Les motivations des saints des derniers jours pour pratiquer le mariage plural étaient souvent plus religieuses qu’économiques ou romantiques. Outre le désir d’être obéissant, une grande motivation était l’espoir de vivre en la présence de Dieu avec les membres de la famille. Dans la révélation sur le mariage, le Seigneur promettait aux participants des « couronnes de vies éternelles » et « l’exaltation dans les mondes éternels »17. Hommes et femmes, parents et enfants, ancêtres et descendants devaient être « scellés » les uns aux autres, leur engagement perdurant dans les éternités, conformément à la promesse de Jésus que les ordonnances de la prêtrise accomplies sur la terre pouvaient être « liées dans les cieux » 18.

Le premier mariage plural célébré à Nauvoo le fut entre Louisa Beaman et Joseph Smith en avril 184119. Joseph épousa beaucoup d’autres femmes et autorisa d’autres saints des derniers jours à pratiquer le mariage plural.
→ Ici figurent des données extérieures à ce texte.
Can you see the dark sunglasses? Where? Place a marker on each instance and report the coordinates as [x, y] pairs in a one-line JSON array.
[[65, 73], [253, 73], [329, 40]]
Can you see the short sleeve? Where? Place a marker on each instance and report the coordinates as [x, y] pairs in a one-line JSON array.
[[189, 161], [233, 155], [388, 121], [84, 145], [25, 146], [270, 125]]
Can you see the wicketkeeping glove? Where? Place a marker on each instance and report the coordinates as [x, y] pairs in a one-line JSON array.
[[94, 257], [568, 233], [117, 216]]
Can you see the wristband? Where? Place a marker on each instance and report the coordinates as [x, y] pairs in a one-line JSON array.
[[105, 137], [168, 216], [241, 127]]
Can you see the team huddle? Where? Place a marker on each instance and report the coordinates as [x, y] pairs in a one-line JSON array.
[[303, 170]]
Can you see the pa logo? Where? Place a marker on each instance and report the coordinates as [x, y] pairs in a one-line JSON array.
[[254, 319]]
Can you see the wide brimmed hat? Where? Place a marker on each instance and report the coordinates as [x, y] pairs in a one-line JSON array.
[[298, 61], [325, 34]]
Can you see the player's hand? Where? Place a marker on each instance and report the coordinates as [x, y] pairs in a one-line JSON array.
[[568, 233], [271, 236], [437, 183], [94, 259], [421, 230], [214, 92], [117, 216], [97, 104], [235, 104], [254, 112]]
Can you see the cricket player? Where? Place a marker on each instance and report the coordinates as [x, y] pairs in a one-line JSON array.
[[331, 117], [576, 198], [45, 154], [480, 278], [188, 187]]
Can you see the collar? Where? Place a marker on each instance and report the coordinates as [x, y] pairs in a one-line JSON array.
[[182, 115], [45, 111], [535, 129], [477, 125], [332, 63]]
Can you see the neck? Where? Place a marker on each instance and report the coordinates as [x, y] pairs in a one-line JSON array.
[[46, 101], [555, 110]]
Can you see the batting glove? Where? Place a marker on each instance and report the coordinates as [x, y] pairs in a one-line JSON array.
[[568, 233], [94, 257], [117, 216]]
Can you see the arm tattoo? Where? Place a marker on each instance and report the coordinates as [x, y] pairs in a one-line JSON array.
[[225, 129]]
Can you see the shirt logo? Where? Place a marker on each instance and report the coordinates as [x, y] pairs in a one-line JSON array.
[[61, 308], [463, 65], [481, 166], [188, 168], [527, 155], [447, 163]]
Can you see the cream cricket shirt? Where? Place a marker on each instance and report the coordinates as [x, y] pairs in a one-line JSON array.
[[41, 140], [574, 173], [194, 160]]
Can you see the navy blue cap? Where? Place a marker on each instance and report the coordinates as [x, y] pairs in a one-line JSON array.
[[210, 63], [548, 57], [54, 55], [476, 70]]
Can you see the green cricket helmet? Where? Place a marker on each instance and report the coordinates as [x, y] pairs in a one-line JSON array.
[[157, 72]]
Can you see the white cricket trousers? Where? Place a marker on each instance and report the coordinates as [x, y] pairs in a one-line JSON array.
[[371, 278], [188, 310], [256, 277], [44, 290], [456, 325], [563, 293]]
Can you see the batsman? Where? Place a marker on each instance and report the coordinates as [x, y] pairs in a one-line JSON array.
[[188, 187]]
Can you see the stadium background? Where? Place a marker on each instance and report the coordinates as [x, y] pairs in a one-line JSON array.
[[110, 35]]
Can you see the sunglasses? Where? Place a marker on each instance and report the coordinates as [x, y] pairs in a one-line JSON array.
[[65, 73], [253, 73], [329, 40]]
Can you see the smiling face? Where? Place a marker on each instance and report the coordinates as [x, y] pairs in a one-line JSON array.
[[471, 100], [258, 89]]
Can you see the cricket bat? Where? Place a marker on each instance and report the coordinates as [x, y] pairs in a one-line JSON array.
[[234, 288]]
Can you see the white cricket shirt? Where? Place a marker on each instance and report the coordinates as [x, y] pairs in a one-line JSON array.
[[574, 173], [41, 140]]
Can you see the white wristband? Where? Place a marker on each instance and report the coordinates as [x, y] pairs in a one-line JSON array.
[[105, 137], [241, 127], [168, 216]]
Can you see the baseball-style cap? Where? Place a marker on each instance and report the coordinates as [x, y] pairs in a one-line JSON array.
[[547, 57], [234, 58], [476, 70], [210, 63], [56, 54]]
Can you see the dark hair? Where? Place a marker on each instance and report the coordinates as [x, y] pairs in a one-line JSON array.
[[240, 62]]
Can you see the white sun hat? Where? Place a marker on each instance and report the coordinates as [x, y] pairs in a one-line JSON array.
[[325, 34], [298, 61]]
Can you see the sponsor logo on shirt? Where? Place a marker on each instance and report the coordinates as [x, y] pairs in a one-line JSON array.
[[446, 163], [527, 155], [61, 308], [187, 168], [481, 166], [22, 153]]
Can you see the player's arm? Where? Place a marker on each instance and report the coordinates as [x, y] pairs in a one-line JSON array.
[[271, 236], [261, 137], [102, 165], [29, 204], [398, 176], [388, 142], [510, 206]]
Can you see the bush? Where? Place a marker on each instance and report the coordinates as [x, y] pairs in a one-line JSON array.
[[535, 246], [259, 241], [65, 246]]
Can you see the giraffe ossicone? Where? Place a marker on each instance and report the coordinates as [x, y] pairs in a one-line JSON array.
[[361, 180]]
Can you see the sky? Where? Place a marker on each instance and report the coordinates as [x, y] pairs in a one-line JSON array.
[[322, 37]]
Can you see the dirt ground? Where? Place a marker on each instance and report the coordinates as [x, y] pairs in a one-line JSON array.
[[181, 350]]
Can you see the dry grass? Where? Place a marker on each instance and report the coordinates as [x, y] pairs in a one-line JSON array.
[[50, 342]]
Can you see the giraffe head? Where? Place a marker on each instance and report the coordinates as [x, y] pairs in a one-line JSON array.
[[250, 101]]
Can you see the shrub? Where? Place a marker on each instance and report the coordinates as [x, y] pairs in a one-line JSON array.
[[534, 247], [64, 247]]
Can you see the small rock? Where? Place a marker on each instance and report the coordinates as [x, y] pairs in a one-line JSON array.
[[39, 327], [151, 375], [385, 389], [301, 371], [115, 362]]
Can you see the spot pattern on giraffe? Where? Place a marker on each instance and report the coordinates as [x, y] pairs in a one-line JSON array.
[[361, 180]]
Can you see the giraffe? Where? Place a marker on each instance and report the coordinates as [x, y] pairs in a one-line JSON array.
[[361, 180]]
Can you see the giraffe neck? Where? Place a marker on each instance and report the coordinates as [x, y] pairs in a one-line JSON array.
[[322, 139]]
La pratique se répandit lentement au début. En juin 1844, à la mort de Joseph, environ vingt-neuf hommes et cinquante femmes avaient contracté le mariage plural, en plus de Joseph et de ses femmes. Quand les saints entrèrent dans la vallée du lac Salé, en 1847, au moins 196 hommes et 521 femmes avaient contracté le mariage plural20. Les participants à ces premiers mariages pluraux s’engageaient à les garder secrets, bien que s’attendant à ce qu’un jour la pratique soit reconnue publiquement.
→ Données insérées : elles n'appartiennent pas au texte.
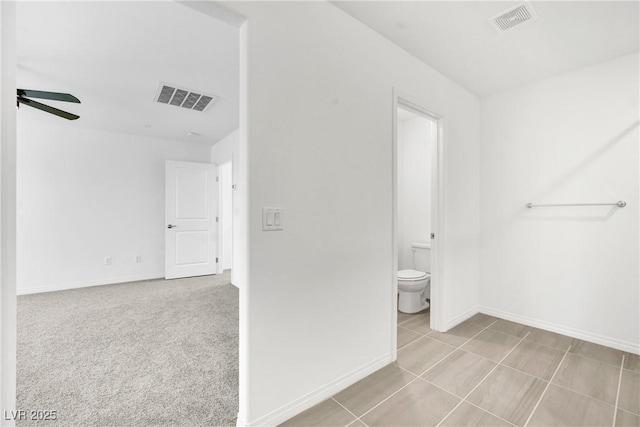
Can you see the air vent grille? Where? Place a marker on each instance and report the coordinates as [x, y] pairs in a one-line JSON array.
[[193, 100], [513, 17]]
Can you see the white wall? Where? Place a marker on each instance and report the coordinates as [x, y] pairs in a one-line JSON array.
[[84, 195], [7, 210], [224, 151], [572, 138], [414, 187], [318, 312]]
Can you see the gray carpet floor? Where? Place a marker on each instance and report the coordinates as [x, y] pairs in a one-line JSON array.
[[135, 354]]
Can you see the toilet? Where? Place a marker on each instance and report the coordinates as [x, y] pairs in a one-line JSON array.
[[414, 285]]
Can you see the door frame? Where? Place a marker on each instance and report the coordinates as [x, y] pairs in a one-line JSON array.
[[408, 102], [213, 206]]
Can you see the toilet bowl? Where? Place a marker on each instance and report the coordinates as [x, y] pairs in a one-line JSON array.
[[413, 290]]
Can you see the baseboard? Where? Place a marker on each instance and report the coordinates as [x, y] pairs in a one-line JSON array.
[[320, 394], [571, 332], [88, 283], [461, 318]]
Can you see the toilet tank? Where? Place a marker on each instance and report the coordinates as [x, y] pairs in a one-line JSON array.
[[421, 256]]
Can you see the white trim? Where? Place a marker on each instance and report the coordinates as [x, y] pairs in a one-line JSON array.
[[320, 394], [89, 283], [570, 332], [437, 211], [239, 421], [461, 318], [393, 345]]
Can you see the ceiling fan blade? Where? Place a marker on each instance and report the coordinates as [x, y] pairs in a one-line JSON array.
[[48, 109], [56, 96]]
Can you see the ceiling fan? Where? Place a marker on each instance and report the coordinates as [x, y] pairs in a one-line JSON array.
[[25, 94]]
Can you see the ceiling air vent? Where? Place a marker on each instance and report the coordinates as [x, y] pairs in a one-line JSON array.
[[511, 18], [193, 100]]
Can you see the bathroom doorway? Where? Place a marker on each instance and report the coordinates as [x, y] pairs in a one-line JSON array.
[[417, 218]]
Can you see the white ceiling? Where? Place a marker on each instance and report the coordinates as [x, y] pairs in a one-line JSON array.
[[112, 55], [455, 37]]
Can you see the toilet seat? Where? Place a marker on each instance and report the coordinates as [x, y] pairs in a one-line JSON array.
[[412, 275]]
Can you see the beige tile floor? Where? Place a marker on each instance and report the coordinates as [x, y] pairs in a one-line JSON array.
[[488, 372]]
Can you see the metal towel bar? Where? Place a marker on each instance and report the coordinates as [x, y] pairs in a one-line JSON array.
[[620, 204]]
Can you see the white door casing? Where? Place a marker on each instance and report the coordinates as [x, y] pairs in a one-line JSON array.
[[191, 235]]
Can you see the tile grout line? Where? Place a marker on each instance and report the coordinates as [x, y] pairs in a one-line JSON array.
[[466, 401], [409, 343], [547, 387], [345, 408], [483, 378], [418, 376], [615, 408]]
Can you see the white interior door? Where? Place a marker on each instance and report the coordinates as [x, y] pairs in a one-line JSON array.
[[191, 241]]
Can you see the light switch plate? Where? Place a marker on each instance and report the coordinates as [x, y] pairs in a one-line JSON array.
[[271, 219]]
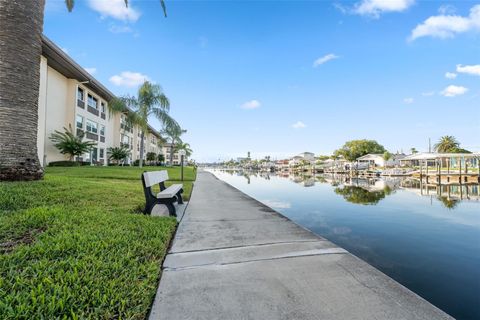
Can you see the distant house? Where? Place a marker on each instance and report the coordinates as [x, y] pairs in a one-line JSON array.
[[377, 160], [302, 158]]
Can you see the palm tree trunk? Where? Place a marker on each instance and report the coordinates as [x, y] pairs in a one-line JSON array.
[[21, 24], [171, 152], [141, 150]]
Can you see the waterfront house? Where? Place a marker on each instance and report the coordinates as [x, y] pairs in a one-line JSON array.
[[377, 160], [70, 97]]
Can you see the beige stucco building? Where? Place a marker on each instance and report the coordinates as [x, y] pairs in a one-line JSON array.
[[70, 97]]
Mais des rumeurs se répandirent. Quelques hommes sans scrupules se servirent de ces rumeurs pour séduire des femmes et les amener à s’unir à eux dans une pratique non autorisée parfois appelée « adjonction de femmes spirituelles ». Quand cela se sut, les hommes furent exclus de l’Église21. Les rumeurs incitèrent les membres et les dirigeants à publier des réfutations soigneusement formulées qui dénonçaient l’adjonction de femmes spirituelles et la polygamie mais gardaient le silence sur ce que Joseph Smith et d’autres considéraient comme un mariage plural « céleste » commandé par Dieu 22. Les déclarations soulignaient que l’Église ne pratiquait pas d’autre loi conjugale que la monogamie tout en laissant implicitement ouverte la possibilité que des personnes, sous la direction du prophète vivant de Dieu, le fassent23.
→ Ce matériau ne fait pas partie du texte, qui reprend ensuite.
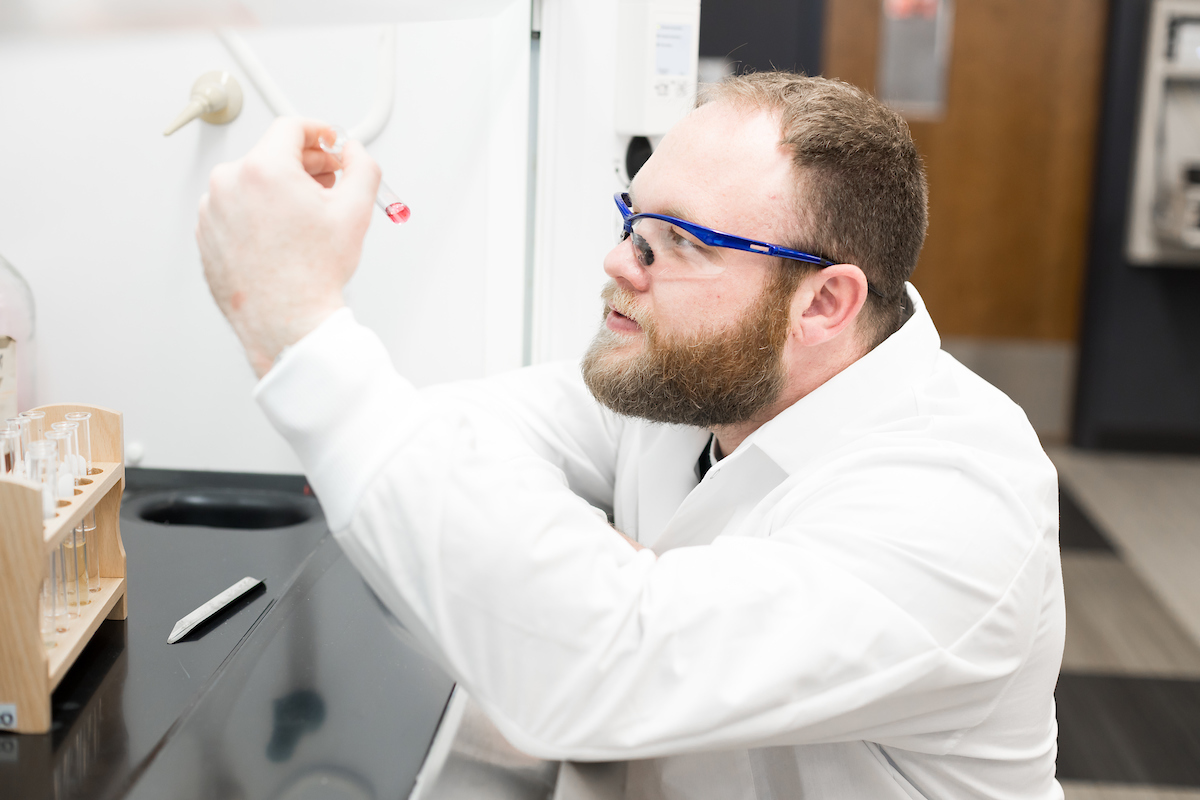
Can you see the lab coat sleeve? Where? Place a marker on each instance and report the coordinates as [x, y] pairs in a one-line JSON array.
[[552, 411], [581, 648]]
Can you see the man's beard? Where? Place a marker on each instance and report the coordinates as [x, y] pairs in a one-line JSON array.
[[719, 377]]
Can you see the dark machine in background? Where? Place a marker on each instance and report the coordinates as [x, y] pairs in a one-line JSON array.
[[763, 34], [1139, 370]]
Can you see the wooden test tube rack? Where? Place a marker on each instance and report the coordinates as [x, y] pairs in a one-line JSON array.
[[29, 671]]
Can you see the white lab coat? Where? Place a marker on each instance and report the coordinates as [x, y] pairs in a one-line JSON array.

Joseph Smith et le mariage plural

Pendant la période où le mariage plural fut pratiqué, les saints des derniers jours faisaient la distinction entre les scellements pour le temps et l’éternité et les scellements pour l’éternité seulement. Les scellements pour le temps et l’éternité comportaient des engagements et des relations pendant cette vie, et incluaient généralement la possibilité de relations sexuelles. Les scellements pour l’éternité seulement indiquaient des relations dans l’au-delà seulement.

Des preuves montrent que Joseph Smith participa aux deux types de scellement. On ne connaît pas le nombre exact de femmes avec lesquelles il fut scellé de son vivant, parce que les preuves sont fragmentaires24. Certaines des femmes qui furent scellées à Joseph Smith témoignèrent plus tard que leur mariage était pour le temps et l’éternité. D’autres dirent que leur relation était pour l’éternité seulement25.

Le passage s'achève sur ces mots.